Oh my gosh, you guys, Wonderbook: an Illustrated Guide to Creating Imaginative Fiction is amazing. It’s full color, fully illustrated, with diagrams and pictures and visualizations, and, and… It’s going to take me months to go through and process it all. I’m very much looking forward to it. “How to write” books are kind of hit or miss — they either speak to you or they don’t. But this is one that should have something for everyone. And it’s just so pretty to look at. It’s a writing book and an art book.
To give you a taste, Jeff sent me a jpg of my bit, one of a couple dozen “revision snakes,” which collectively illustrate that there’s no one right answer for “How many times should I revise my manuscript?”

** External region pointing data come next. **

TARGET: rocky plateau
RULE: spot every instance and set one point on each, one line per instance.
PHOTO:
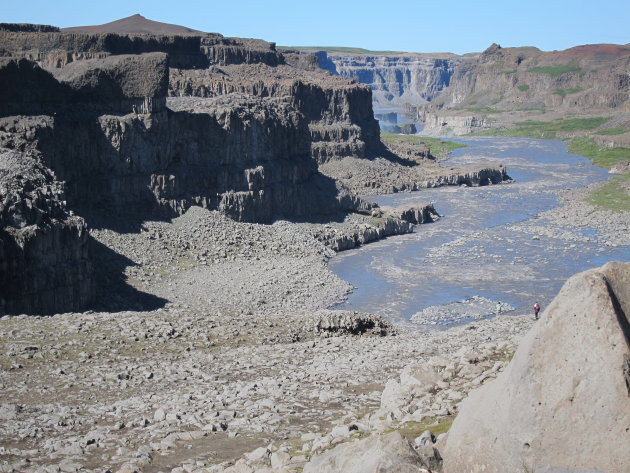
(169, 201)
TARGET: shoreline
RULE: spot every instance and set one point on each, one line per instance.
(233, 358)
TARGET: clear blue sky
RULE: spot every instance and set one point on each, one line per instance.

Seriously, this book is so pretty.
October 11, 2013
Over the last year or so, folks all over the internet have produced a lot of commentary about women heroes, costumes, depictions of women heroes, the unrealistic contorted poses we see women strike on various urban fantasy novel covers, and so on. Author Jim C. Hines famously demonstrated how ridiculous those poses are, when it isn’t sexy women making them. Kevin Bolk made this wonderful picture of what it would look like if all the male Avengers held that ass-out pose that is de rigueur for women supers. This week, folks have been pointing me to this set of artwork redesigning various women heroes in more sane outfits and body types. Here’s another set of redesigns, in a slideshow. Let’s just go ahead and look at Women Fighters in Reasonable Armor while we’re at it.
I’d like to try to sum up in a nutshell why all these discussions, while visually instructive and astonishing, miss the underlying issue.
Mass media — comics, movies, etc. — don’t design women heroes to look like heroes. They design them to look like pinups. These creators/artists/designers aren’t looking at real-world kick-women like Mia Hamm or the Williams sisters or Cecily Fay (link goes to YouTube clip). They’re looking at Bettie Page. They’re looking at issues of Playboy and a whole catalog of pinup art for some kind of model on how to depict women. It’s not that these designers think these unrealistic depictions and costumes are somehow realistic and reasonable. It’s that they don’t care. Reasonable heroism is not in their specs.
The whole issue came to a head for me a couple of years ago when that awful, awful new Wonder Woman TV costume design went public. I talked about it. This is why we can’t have nice things, ya’ll.
Until that changes, until designers take women heroes, women on book covers, and women in heroic art in general, and design them to look strong and capable and heroic rather than making them look strictly sexy, in the narrowest possible definition of sexy, we’re going to keep having this problem, and we’re going to have to keep talking about it. Until we convince both the creator and consumer sides to reject the aesthetic we’ve all been trained to think of as normal for the last generation or so, we’re going to have to keep talking about this.